Her seçmen siyasetçi için bir müşteridir. Bu müşteri velinimettir. Siyasetçi bu velinimet sayesinde siyaset yapmaktadır.

Siyasi yolculuğa çıkan iyi ve güven veren bir ekiple yola çıkmalıdır.

Siyasette varlık göstermek ve yönetimde söz sahibi olmak isteyen siyasetçi, müşterisini iyi tanımalıdır. Bu tanıma içerisinde seçmenin inancını, fikrini, zikrini, hoşlandığı ve nefret ettiğini, isteklerini ve beklentilerini bilmek vardır. Kısaca toplumu okumak gerekir. 

Toplumu okuduktan sonra sorunları tespit etmeli, bu sorunları öncelik sırasına göre ivedi, orta ve uzun vade olarak belirlemeli, bunlara dair çözüm önerilerini tespit etmelidir. 

Kendini ifade etmede, sorun ve çözüm önerilerini aktarmada ikna edici olmalıdır. İkna edemediğin doğru doğru değildir. Bunun için güven vermek şarttır. 

Hitabeti güçlü olmalıdır.

Hazırcevap olmalıdır.

Halkın dokusuna uygun projeler geliştirmelidir. 

Halka rağmen siyaset yapmamalıdır. 

Halkın değerleriyle cebelleşmemeli. Halka ve değerlerine yabancı olduğu görüntüsü vermemeli. 

Halka tepeden bakmamalı, halktan biri ve halkın içinden geldiğini hissettirmeli. Seçmen kendisini görünce kendisinden biri bilmeli. 

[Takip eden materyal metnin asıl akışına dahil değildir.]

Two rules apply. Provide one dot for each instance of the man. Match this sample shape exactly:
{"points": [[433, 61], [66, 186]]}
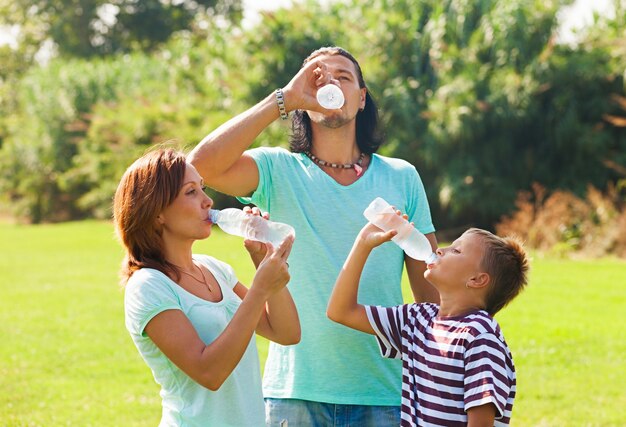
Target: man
{"points": [[321, 188]]}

Kazanmak için elinden gelen çabayı göstermeli. Gerisini gereği için seçmene bırakmalı.

Seçimi kaybettiği takdirde seçmeni suçlamayı aklının ucundan bile geçirmemeli, seçimlerde hile var, oylar geç sayıldı, sayımda yönlendirme yapıldı türünden mazeretleri arkasına sığınıp bahane üretmemeli.

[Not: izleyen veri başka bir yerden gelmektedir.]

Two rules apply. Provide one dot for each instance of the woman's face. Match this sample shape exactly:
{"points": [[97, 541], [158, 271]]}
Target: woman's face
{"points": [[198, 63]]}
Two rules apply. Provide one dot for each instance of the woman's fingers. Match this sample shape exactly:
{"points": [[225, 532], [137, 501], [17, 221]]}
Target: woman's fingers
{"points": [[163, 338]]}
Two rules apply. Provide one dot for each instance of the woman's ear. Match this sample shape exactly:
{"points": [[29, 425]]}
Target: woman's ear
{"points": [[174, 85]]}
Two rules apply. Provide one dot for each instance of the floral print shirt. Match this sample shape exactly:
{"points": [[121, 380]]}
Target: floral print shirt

Centilmenliği elden bırakmamalı. Kazanan partiyi ve siyasetçiyi tebrik edebilmeli.

Kazandığı takdirde havaya girmemeli.

Kazanan nasıl kazandığını, kaybeden niçin kaybettiğini derinlemesine irdelemeli. Aksayan yönleri tespit edip bir sonraki seçimde aynı hataları yapmayacak şekilde dersler çıkarmalıdır.

Koyduğu hedefi yakalayamadığı veya kazanamadığı takdirde görevini bir başkasına bırakacak şekilde istifa edebilmelidir. Partisine taze kan gelmesinin yolunu açmalıdır. Koltuğunda çakılıp kalmamalıdır.